3. Content and results matter. Keep it concise! If the survey mentions that it is
related to one specific area (such as perioperative care), the sections should
be relevant to that area. Asking me about a nursing task that is simply not specific
to my work, and not giving me the option to choose N/A will not only skew your
results, but also frustrate me. Remember, I just spent time reading the body of
the message, and got slapped with 25 sections (time requirement was curiously
not mentioned in the 450 words?). If - regardless of the points above - I still
think my input matters, you just sucked my last drops of confidence by asking
me questions I cannot answer.
4. Disclosure
hurts. The body of the message mentions that all you need are 5 (five)
individual responses to this survey to receive a site-specific report. In my
calculation, if your survey requires the input of only 5 people out of 90
(approximate amount of nurses on my unit), then a response rate of 0.05% is not
only an extremely low expectation of staff engagement, but also a provider of hugely
skewed results. It also hurts, and it does not make me feel special that I
could be one of those 5 people. On the contrary, it makes me sad to think that
many of my colleagues who have valid points and great ideas will keep quiet. I
still want to believe that finding areas of improvement (and QI efforts in
general) should stem from those in the frontlines, faced with the everyday
challenges, and not from 5 people who have a desk with a computer.

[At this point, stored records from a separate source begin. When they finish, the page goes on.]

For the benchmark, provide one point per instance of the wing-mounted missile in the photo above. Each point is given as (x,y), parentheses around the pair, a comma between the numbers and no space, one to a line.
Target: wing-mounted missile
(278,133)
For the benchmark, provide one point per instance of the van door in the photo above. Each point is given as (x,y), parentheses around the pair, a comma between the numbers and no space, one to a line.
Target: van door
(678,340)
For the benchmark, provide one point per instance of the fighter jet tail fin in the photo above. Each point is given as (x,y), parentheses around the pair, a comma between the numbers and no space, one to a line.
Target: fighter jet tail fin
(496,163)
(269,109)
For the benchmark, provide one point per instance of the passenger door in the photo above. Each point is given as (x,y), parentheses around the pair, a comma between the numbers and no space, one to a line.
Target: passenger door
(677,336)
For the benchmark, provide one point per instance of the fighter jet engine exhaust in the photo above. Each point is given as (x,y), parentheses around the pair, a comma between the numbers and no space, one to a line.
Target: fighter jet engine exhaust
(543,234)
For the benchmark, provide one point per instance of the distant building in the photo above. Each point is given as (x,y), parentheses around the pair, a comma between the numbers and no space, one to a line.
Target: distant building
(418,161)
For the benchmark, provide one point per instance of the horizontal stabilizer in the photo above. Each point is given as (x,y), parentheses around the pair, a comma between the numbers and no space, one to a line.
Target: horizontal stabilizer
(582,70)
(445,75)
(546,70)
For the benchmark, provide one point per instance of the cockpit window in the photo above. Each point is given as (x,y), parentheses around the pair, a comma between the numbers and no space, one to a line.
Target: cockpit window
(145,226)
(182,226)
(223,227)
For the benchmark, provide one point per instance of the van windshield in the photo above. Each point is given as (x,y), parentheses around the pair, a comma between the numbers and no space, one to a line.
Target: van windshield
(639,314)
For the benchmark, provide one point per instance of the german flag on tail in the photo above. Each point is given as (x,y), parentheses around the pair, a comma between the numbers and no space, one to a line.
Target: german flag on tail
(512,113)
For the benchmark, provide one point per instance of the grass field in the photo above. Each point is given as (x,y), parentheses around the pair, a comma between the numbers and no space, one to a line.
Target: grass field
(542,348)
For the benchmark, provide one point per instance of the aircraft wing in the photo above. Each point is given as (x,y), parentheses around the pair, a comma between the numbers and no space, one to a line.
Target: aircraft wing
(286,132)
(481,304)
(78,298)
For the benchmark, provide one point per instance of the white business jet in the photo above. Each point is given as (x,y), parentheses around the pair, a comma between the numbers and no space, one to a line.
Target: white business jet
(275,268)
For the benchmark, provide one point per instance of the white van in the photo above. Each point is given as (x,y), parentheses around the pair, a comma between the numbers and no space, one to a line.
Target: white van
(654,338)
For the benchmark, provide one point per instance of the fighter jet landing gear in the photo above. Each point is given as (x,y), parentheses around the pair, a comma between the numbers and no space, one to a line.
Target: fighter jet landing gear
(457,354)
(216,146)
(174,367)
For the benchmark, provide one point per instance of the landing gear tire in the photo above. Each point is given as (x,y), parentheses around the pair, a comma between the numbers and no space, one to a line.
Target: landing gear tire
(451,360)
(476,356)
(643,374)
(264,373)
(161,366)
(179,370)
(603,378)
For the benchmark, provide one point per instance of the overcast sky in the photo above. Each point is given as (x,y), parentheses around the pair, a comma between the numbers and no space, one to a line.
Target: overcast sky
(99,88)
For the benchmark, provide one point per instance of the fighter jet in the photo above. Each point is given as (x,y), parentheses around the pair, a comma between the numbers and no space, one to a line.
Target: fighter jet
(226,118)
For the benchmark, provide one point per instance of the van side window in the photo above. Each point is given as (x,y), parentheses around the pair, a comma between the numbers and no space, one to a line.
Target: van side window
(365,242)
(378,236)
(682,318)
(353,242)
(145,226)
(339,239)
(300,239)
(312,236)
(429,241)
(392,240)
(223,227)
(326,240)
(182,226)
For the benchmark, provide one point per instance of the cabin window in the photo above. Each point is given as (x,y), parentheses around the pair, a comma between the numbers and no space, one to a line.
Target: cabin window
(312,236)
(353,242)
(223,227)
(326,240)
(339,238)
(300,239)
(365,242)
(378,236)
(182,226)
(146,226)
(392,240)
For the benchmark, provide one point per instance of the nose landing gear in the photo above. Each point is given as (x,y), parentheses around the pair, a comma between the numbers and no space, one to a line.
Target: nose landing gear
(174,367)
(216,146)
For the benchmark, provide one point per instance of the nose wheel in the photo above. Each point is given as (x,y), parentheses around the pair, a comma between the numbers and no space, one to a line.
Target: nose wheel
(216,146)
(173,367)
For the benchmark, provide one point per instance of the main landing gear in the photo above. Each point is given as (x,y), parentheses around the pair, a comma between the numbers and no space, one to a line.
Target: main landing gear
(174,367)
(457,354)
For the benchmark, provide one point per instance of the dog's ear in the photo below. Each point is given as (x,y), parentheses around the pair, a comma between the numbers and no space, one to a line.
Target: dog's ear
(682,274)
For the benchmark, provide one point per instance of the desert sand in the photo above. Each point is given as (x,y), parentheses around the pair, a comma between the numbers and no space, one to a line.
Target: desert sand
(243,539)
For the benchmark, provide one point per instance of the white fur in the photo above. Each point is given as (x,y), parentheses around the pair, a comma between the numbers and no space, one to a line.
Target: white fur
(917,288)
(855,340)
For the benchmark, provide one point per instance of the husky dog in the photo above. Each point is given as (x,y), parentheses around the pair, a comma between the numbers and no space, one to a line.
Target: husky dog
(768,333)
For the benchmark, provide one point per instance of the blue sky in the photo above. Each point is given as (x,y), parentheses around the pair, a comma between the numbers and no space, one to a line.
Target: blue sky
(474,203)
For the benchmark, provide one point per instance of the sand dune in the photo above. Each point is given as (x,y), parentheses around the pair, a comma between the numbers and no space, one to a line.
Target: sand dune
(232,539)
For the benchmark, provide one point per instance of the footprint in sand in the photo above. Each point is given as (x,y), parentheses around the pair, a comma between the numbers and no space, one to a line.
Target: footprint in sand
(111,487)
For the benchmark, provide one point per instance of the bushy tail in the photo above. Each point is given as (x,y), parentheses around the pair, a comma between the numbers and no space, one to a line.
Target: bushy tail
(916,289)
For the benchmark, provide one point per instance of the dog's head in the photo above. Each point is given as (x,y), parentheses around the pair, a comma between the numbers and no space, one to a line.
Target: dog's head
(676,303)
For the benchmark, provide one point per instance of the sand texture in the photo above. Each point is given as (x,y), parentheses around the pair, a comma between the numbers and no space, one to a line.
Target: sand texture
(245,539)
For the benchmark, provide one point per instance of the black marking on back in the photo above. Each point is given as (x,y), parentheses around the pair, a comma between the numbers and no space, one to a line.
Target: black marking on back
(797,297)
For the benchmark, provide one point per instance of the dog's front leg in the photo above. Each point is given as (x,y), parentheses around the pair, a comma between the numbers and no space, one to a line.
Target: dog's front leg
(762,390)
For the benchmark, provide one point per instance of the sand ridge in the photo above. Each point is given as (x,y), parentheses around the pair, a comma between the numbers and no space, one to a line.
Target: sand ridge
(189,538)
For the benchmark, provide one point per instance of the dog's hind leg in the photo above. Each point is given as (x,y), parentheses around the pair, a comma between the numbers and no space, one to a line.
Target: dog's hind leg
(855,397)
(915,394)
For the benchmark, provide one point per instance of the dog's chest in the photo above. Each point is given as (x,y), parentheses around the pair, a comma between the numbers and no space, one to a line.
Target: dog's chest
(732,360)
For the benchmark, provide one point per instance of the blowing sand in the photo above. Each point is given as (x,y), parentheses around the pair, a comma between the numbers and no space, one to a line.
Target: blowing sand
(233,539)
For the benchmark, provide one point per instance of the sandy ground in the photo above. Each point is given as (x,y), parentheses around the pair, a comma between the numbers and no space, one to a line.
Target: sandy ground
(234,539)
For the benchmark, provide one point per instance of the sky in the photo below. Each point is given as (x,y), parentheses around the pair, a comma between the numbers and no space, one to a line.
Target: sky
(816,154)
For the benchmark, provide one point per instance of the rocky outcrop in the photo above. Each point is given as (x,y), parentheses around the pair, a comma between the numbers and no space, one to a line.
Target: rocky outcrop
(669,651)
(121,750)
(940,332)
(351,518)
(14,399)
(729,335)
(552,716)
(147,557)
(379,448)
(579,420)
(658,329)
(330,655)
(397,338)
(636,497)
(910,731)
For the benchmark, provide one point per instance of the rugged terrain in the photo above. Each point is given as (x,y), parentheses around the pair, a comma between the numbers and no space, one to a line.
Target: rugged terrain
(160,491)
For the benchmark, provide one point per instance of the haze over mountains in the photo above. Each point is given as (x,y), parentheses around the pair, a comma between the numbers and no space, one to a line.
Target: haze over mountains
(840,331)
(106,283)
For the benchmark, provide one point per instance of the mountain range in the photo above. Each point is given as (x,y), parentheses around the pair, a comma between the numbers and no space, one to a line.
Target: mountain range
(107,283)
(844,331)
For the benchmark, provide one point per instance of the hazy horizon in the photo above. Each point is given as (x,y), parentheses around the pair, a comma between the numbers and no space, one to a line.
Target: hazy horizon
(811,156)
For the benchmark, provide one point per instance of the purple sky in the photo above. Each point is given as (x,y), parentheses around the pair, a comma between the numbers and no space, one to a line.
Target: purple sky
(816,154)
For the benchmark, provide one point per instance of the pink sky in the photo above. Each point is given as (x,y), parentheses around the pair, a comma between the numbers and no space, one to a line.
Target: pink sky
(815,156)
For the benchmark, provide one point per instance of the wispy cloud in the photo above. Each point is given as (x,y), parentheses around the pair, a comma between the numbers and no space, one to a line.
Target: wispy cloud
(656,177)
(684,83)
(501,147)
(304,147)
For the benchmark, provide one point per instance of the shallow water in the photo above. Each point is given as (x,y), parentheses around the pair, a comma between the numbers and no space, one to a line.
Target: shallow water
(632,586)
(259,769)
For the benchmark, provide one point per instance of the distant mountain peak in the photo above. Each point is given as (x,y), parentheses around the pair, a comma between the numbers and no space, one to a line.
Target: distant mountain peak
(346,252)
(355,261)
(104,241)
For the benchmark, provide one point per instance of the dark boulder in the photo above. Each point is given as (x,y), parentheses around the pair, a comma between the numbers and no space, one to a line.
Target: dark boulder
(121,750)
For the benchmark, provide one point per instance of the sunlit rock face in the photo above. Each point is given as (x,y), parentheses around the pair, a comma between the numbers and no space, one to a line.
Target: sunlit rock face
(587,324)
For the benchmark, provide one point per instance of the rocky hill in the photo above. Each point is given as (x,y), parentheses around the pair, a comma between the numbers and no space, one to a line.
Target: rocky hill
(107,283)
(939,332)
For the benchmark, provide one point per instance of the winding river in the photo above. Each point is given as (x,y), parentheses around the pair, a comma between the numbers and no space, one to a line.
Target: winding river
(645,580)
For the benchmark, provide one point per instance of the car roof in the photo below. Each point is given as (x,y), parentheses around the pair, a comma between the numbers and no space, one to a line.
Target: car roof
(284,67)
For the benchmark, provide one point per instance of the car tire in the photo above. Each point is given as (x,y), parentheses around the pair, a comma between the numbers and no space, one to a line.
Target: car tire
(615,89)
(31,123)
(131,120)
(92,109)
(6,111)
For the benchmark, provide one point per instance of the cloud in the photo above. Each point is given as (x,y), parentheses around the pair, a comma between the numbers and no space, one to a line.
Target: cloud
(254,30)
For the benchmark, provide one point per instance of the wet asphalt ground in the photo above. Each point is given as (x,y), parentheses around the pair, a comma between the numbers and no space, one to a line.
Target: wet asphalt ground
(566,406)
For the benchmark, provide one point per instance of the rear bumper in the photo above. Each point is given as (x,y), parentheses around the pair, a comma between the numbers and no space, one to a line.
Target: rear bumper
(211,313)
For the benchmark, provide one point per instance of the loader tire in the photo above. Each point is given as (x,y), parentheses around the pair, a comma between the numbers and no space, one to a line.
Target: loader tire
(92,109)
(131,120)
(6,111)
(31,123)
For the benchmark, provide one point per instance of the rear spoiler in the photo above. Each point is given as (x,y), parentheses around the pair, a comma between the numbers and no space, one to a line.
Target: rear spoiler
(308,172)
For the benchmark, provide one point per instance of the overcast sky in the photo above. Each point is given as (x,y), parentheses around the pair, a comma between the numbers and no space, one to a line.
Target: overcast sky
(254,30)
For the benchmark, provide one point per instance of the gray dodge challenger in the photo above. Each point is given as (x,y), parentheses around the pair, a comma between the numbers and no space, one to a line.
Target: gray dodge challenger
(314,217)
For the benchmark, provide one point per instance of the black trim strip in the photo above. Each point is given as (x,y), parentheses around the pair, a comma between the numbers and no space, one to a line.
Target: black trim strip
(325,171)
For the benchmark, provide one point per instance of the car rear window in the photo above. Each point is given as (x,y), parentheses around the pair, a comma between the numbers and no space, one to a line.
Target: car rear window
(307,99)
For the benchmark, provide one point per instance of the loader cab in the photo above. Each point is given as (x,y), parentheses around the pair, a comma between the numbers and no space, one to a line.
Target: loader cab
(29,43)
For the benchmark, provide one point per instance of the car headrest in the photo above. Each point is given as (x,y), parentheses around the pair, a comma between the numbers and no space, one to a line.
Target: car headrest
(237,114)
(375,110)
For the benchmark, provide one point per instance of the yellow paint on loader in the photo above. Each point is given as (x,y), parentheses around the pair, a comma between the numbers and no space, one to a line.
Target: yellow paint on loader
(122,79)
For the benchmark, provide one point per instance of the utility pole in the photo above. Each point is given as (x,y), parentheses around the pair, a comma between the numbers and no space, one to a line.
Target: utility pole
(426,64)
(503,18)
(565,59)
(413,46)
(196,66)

If you wonder, yes, I did complete the survey. Did it
make me feel that my opinion mattered? Not so much. Having to fly through
questions and not finding the right response was not exactly self-fulfilling. With
good intentions (but in a sadistic way), I even tried to convince other nurses
to complete it. The reaction I got? "I didn’t even notice the email". And: "This
won’t change anything, it’s just a person in some corner office who is paid to
send this and then analyzes it (!?)".
I am a believer though. I believe in improvement and as long
as there are solutions, we should try them. Technology is available as a tool
to help and simplify our work, and not to bog us down and disconnect us.
So
next time you ask for an opinion, ask yourself: do you really want that
opinion? And if so, are you using just one, simple guiding principle?